L’UPAC utilise elle-même des fuites dans les médias >
Les policiers voulaient profiter de la diffusion d’informations à Radio-Canada pour faire avancer une enquête
L’Unité permanente anticorruption (UPAC), qui est à la chasse aux fuites dans les médias, a déjà elle-même prévu d’utiliser des fuites afin de faire avancer ses propres enquêtes.
Au cours des derniers jours, notre Bureau d’enquête a consulté des documents qui montrent comment des enquêteurs de l’UPAC ont déjà planifié d’utiliser du coulage d’informations à la télévision de Radio-Canada pour faire parler des suspects.

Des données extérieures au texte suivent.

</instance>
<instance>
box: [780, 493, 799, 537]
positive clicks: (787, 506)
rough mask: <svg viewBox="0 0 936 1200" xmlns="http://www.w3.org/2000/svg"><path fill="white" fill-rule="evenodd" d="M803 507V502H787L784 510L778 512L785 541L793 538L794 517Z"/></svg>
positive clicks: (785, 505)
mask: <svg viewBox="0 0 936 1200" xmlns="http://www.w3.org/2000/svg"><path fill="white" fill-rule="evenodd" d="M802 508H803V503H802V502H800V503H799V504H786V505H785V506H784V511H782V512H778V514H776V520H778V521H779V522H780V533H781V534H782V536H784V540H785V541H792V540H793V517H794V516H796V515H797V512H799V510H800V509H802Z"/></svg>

Ces documents laissent croire que le coulage d’information aux médias peut parfois être fort utile aux corps policiers.
Rappelons que la semaine dernière, l’UPAC a arrêté le député libéral Guy Ouellette dans le cadre de ses recherches pour déterminer qui a coulé des informations sur son enquête Mâchurer, qui vise entre autres l’ex-premier ministre Jean Charest et l’ex-argentier libéral Marc Bibeau.

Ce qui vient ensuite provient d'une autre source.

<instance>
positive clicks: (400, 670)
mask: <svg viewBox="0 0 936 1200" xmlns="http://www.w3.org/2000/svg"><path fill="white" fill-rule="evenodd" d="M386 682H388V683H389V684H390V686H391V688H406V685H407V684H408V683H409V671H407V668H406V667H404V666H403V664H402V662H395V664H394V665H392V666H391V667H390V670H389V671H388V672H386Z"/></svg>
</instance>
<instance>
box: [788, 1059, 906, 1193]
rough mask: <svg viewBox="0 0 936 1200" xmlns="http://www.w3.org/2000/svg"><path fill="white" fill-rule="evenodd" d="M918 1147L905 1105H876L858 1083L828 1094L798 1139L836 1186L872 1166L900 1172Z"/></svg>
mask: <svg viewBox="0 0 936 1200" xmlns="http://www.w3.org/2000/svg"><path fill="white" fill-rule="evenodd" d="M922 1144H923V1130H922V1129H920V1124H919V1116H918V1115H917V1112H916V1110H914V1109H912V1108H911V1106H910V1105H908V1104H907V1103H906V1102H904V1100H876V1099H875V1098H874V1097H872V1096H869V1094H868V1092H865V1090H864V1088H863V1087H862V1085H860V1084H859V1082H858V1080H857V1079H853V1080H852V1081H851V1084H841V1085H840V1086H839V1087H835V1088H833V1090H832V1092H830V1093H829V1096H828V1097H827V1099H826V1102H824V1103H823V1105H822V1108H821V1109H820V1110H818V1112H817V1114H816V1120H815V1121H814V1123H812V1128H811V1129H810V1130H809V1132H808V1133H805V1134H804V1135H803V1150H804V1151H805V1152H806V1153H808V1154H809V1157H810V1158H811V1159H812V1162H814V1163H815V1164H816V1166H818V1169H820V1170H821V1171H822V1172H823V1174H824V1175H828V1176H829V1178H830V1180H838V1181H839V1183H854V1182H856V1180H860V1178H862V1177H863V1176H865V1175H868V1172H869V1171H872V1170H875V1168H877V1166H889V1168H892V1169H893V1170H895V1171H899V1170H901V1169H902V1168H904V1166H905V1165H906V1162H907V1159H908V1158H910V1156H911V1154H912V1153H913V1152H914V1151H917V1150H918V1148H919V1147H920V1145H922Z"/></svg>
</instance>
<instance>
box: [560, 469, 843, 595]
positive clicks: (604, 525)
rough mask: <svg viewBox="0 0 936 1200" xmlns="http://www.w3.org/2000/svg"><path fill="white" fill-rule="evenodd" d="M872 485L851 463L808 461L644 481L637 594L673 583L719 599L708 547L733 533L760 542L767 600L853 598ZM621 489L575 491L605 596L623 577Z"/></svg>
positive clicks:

Le grand patron de l’UPAC, Robert Lafrenière, affirmait même, en mai, à l’Assemblée nationale, que tout serait mis en oeuvre pour trouver « le bandit » responsable de la fuite d’informations.
« PLAN D’ACTION »
Dans les documents que nous avons pu consulter, les policiers de l’UPAC évoquent un épisode de l’émission Enquête, à Radio-Canada, comme faisant partie intégrante de leur stratégie. Rien n’indique que l’UPAC était la source des documents obtenus par Radio-Canada, mais les documents consultés montrent que l’unité policière est très bien informée des plans des journalistes.
« Divers plans d’action seront mis en place, écrivent-ils. Entre autres, par la parution de l’émission Enquête à Radio-Canada qui mettra au grand jour l’événement organisé en 2003 au Sheraton Laval afin d’amasser de l’argent comptant pour le premier ministre Charest. »

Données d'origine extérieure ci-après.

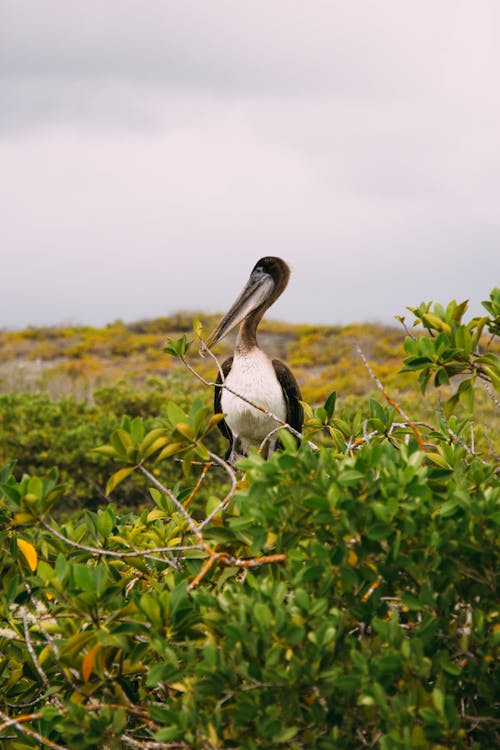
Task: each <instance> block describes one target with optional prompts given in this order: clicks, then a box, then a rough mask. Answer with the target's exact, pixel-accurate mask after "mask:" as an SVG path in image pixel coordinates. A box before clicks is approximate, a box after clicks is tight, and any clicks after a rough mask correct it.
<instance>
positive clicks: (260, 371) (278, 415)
mask: <svg viewBox="0 0 500 750" xmlns="http://www.w3.org/2000/svg"><path fill="white" fill-rule="evenodd" d="M225 383H226V385H227V387H228V388H230V389H231V391H234V393H231V392H229V391H228V390H227V389H223V391H222V397H221V407H222V411H223V412H224V413H225V414H226V423H227V425H228V426H229V428H230V429H231V431H232V433H233V435H236V436H238V437H239V438H240V439H242V440H243V441H244V442H248V443H254V444H256V443H257V444H258V443H260V442H261V441H262V440H264V438H265V437H266V435H268V434H269V433H270V432H271V430H274V429H275V427H277V426H278V423H277V422H276V420H275V419H273V418H272V417H269V416H268V415H267V414H264V413H263V412H262V411H259V410H258V409H256V408H255V407H254V406H251V405H250V404H249V403H247V402H246V401H243V400H242V399H241V398H238V396H237V395H235V394H241V395H242V396H244V397H245V398H246V399H248V401H251V402H252V403H253V404H255V405H256V406H260V407H263V408H264V409H266V410H267V411H269V412H271V413H272V414H274V415H276V416H277V417H278V418H279V419H281V420H283V421H286V417H287V413H286V402H285V397H284V395H283V389H282V387H281V385H280V383H279V381H278V378H277V377H276V372H275V370H274V367H273V363H272V362H271V360H270V359H269V357H268V356H267V355H266V354H264V352H262V351H261V350H260V349H252V350H250V351H249V352H245V353H244V354H236V355H235V357H234V359H233V364H232V367H231V370H230V371H229V373H228V375H227V377H226V381H225Z"/></svg>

Dans un autre document, les policiers écrivent avoir eu connaissance que Enquête « diffusera une émission au sujet de certaines informations visant le premier ministre Jean Charest et l’implication de Marc Bibeau dans le financement du PLQ ».
« À la suite de la parution de ce reportage, nous avons mis en place un plan d’action agressif afin de profiter de la parution de cette émission et de provoquer des conversations entre nos personnes impliquées dans le dossier et les gens que nous irons rencontrer », écrivent-ils.
REPORTAGE EN 2014
En novembre 2014, Radio-Canada a diffusé un reportage indiquant que Jean Charest est visé par des enquêteurs tentant de déterminer si, au moment où il était chef de l’opposition, il aurait sollicité du financement illégal auprès d’entreprises.
Un ex-directeur de cabinet de M. Charest de cette époque, Ronald Poupart, y allègue que M. Charest s’est rendu, en 2002, avec M. Bibeau, solliciter les ingénieurs de la firme SNC-Lavalin. Il n’est toutefois pas question d’une activité au Sheraton.
Questionnée sur la possibilité que l’UPAC profite de fuites d’information dans les médias pour faire avancer des enquêtes, la porte-parole de l’organisation, Anne-Frédérick Laurence, a refusé de commenter.
Elle n’a pas voulu dire non plus si son organisation était à l’origine de la diffusion d’informations sur la manière dont l’arrestation de Guy Ouellette s’est déroulée la semaine dernière.